CRASH 2: HANDS ACROSS THE SEA AS US BANKS SENSE THE COMING CONTAGION.

The Dow dropped 2% this morning EST as investor confidence in Italy collapsed. Goldman Sachs Group Inc. (GS), the fifth- biggest U.S. bank by assets, has around $2.5 billion of  credit exposure to Italian debt in various direct and indirect forms. Even taking hedges into account, Goldman would still be circa $750M dollars to the bad.

This is big bucks, but way, way behind some of the other big players. Morgan Stanley’s post-hedged exposure to Italy is $1.9 billion, but Top of the potential Pops is JPMorgan’s exposure, at an eye-watering net net after hedges of $5.5 billion.

The trouble with Italy has always been that, while to many Europeans it’s a bit of a joke as a political culture, economically it is BIG. Goldman itself admitted this afternoon that Italy accounted for more than half of the estimated $4.3 billion of  exposure the firm has to the five ClubMed debtors. “Over half” is also the attribution of total debt being assigned by insiders at JPM.

As The Slog has predicted for over a year now, once Crash 2 starts to roll, both speed and size grow exponentially, rather than as a multiple. The problem then becomes that some institutions are better equipped with anti-earthquake foundations than others. Bank of America  for example has Italian-linked exposure at $6.6 billion….but sources disagree as to how much of this it has hedged. The majority think it will be the first to fall over as things get tougher.
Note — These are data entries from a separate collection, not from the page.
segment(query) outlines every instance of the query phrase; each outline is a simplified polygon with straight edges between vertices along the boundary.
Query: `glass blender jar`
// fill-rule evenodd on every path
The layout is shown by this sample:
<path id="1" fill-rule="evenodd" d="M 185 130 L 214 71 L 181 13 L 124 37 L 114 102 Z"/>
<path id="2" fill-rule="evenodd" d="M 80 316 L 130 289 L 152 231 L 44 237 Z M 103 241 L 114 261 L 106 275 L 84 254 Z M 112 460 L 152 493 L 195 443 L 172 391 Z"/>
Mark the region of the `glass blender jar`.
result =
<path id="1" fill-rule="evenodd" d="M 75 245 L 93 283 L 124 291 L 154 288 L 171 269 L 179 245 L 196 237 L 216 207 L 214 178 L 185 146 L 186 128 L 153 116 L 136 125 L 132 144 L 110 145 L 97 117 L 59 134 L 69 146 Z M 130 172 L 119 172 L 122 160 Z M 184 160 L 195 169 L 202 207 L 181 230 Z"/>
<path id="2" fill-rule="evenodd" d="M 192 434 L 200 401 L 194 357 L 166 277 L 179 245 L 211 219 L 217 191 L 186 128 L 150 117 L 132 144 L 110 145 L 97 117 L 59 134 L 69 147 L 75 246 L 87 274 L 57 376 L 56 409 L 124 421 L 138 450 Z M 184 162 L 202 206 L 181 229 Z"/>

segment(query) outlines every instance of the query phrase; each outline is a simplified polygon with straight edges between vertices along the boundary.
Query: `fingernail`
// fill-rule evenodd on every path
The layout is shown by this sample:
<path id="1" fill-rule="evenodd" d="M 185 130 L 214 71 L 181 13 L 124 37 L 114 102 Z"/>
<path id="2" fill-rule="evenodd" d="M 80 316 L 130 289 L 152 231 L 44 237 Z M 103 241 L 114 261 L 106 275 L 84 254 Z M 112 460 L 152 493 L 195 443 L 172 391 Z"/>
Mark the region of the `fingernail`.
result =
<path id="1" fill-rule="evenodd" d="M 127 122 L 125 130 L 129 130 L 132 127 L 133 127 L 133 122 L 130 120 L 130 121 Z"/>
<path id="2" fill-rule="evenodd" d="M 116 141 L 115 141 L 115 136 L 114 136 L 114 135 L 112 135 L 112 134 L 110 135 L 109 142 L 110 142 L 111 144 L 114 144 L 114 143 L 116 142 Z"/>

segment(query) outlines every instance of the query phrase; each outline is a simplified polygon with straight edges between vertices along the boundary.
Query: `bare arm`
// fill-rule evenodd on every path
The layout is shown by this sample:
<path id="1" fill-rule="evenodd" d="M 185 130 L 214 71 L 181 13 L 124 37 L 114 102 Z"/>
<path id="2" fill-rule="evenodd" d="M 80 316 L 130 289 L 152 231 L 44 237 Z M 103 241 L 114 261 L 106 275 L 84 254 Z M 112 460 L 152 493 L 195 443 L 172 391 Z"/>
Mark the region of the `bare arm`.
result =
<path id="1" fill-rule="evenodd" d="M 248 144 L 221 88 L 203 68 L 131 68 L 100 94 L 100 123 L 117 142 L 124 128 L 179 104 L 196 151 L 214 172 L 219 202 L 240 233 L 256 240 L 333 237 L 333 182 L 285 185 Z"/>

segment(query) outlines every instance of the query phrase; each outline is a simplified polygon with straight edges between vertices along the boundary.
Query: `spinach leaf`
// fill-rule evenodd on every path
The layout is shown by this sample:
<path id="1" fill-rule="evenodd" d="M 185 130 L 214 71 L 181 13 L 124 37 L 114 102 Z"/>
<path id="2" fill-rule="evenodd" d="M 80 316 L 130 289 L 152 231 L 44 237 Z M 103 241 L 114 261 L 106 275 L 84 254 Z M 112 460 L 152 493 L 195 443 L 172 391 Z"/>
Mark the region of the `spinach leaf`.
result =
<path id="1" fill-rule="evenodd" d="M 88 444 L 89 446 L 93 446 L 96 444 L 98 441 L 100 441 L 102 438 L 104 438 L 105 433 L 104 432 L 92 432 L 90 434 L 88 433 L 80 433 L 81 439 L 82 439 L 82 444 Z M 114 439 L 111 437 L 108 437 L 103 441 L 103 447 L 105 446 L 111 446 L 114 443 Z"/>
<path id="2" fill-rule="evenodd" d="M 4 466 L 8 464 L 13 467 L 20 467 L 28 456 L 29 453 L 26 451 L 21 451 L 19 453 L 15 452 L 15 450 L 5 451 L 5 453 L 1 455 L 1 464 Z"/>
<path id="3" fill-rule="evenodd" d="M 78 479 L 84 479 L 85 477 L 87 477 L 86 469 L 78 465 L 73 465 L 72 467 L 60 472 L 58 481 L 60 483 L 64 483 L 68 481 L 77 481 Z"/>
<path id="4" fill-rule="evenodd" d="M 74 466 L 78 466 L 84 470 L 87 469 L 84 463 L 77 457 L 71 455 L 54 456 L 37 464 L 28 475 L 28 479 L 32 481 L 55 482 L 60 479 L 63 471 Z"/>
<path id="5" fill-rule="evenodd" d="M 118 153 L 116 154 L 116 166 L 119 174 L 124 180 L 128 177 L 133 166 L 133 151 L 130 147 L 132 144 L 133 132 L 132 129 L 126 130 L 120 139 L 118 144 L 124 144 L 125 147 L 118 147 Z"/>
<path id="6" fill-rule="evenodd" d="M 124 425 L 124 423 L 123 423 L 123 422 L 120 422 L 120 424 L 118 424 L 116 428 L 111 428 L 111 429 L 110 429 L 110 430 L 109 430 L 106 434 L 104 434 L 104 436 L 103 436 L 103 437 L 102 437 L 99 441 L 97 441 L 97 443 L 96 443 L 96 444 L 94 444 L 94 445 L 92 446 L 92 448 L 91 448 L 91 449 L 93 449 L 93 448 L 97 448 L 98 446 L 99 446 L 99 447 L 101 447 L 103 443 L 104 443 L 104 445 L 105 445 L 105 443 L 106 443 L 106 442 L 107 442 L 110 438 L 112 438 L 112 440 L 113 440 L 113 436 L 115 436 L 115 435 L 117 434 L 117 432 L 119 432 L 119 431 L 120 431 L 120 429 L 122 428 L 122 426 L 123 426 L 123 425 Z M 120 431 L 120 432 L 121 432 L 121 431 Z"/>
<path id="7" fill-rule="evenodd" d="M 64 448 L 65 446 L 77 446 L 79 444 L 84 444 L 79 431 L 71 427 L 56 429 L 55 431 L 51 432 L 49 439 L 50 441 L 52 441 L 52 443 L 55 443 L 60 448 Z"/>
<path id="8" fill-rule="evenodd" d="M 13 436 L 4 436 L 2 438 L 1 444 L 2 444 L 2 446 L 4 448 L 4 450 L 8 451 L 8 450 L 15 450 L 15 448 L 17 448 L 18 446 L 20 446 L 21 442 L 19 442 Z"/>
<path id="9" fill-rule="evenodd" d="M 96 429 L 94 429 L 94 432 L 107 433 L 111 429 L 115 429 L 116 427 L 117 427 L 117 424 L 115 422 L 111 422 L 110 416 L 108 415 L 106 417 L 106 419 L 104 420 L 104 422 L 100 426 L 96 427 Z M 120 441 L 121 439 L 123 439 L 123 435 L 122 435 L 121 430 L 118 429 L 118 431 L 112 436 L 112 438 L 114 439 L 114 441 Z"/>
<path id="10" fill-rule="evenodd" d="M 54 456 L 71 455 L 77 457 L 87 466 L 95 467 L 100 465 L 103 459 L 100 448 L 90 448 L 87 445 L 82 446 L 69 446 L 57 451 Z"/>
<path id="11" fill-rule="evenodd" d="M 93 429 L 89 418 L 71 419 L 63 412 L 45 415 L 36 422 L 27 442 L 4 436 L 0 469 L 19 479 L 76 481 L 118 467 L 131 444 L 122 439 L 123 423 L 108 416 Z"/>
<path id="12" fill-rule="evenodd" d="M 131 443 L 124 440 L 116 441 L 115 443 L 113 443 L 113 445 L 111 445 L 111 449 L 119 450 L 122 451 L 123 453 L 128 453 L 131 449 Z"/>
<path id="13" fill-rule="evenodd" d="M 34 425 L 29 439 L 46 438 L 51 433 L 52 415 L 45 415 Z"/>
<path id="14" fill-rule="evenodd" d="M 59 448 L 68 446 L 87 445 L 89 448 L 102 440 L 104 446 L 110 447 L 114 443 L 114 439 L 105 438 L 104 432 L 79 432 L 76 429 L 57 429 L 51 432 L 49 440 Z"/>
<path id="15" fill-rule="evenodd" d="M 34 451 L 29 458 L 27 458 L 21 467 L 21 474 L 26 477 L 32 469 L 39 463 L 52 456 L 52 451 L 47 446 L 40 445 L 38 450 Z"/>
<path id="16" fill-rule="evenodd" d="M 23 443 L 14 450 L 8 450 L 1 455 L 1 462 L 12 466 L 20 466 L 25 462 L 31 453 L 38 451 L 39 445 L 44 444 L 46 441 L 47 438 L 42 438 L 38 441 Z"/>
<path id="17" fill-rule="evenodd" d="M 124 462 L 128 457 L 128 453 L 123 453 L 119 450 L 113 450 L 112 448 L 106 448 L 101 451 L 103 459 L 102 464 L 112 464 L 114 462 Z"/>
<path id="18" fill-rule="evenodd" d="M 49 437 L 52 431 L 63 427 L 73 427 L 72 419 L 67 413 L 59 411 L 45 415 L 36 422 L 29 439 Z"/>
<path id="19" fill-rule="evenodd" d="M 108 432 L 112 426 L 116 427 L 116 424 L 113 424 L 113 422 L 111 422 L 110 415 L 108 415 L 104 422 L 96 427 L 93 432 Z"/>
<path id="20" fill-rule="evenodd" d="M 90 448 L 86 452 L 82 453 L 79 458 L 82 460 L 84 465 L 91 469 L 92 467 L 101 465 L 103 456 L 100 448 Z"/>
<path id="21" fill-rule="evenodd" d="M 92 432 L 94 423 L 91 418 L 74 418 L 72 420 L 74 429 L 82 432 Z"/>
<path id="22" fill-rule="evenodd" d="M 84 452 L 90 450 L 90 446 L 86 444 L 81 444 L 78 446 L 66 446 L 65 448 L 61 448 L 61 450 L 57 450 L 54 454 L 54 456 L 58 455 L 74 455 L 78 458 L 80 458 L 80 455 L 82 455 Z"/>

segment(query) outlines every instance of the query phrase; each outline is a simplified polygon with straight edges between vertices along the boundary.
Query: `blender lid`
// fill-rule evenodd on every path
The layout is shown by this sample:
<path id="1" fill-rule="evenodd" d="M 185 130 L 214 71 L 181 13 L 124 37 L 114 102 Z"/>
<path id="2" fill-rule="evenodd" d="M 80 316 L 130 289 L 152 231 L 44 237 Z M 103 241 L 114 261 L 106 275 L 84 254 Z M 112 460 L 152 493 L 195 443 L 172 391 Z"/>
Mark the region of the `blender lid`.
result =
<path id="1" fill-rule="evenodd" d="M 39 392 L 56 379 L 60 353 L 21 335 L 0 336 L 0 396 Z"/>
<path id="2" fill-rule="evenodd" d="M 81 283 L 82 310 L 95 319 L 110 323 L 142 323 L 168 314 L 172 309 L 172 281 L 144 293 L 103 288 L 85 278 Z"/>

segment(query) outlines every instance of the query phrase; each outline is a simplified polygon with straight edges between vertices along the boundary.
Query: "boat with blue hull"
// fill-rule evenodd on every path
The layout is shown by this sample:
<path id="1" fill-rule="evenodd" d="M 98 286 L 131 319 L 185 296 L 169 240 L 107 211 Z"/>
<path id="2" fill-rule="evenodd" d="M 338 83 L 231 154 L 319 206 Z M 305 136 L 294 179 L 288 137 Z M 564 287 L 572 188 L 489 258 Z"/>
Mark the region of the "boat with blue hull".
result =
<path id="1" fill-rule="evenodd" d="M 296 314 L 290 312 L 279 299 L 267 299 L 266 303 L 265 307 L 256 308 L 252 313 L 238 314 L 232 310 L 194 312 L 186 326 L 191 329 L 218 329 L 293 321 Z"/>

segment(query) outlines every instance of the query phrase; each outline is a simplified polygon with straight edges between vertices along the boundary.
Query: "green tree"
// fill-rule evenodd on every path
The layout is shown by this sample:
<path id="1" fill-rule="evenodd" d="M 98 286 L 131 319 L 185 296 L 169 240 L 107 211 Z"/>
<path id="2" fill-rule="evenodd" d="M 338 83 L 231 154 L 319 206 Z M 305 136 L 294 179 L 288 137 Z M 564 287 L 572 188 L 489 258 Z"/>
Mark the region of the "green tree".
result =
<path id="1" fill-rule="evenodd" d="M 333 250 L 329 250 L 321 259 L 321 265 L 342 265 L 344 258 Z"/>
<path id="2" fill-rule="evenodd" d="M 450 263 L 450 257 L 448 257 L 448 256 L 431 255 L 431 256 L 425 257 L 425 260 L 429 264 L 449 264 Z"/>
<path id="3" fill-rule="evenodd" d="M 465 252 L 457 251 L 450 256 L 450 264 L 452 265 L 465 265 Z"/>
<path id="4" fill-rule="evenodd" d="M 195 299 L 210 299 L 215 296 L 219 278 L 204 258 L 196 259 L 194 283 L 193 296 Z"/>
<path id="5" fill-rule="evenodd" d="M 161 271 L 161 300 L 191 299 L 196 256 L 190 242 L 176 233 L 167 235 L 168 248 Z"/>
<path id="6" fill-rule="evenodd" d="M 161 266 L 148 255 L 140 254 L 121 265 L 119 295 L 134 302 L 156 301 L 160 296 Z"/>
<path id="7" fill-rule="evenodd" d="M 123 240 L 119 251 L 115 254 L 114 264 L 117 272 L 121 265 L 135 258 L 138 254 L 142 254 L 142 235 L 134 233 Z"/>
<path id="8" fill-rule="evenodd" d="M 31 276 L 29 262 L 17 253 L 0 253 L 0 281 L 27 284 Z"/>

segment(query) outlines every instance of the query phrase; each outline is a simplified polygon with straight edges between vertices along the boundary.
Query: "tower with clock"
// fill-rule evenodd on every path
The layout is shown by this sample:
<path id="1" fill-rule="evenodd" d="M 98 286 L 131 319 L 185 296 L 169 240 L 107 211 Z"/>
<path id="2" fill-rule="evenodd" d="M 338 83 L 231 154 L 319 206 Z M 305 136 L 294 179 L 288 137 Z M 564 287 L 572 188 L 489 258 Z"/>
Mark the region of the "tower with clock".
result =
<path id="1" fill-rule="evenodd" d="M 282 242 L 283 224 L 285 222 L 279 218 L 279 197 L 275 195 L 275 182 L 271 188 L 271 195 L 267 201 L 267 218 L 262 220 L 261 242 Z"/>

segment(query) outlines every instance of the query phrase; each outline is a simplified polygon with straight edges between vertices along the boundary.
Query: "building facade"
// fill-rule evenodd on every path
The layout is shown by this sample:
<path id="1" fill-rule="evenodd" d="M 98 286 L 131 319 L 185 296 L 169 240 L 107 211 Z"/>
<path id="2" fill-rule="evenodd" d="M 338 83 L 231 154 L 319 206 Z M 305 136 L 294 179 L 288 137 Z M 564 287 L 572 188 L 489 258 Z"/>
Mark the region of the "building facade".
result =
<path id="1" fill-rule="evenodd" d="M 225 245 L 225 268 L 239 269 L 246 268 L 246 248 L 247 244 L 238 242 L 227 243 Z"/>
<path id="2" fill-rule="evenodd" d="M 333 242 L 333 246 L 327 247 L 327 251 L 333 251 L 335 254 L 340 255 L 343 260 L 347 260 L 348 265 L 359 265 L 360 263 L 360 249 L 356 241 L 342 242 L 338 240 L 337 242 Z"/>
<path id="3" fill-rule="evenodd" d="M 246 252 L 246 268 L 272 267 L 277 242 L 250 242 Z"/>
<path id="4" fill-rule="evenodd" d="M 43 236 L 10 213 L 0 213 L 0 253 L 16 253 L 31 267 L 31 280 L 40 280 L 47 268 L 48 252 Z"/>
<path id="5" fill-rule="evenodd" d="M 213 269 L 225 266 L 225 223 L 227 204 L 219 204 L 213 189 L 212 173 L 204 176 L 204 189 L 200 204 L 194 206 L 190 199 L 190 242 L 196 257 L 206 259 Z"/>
Another unknown quantity is Barcap. It is a victim of its own dodgy reporting in many ways. In the 2010 EU stress tests, Bob Diamond’s little toy passed with flying colours…but then produced numbers suggesting more Italian debt exposure than had been suggested by those stress tests. A month ago, however, the investment bank claimed to have reduced its Italian exposure by 30%. But all things are relative: 30% of what, exactly?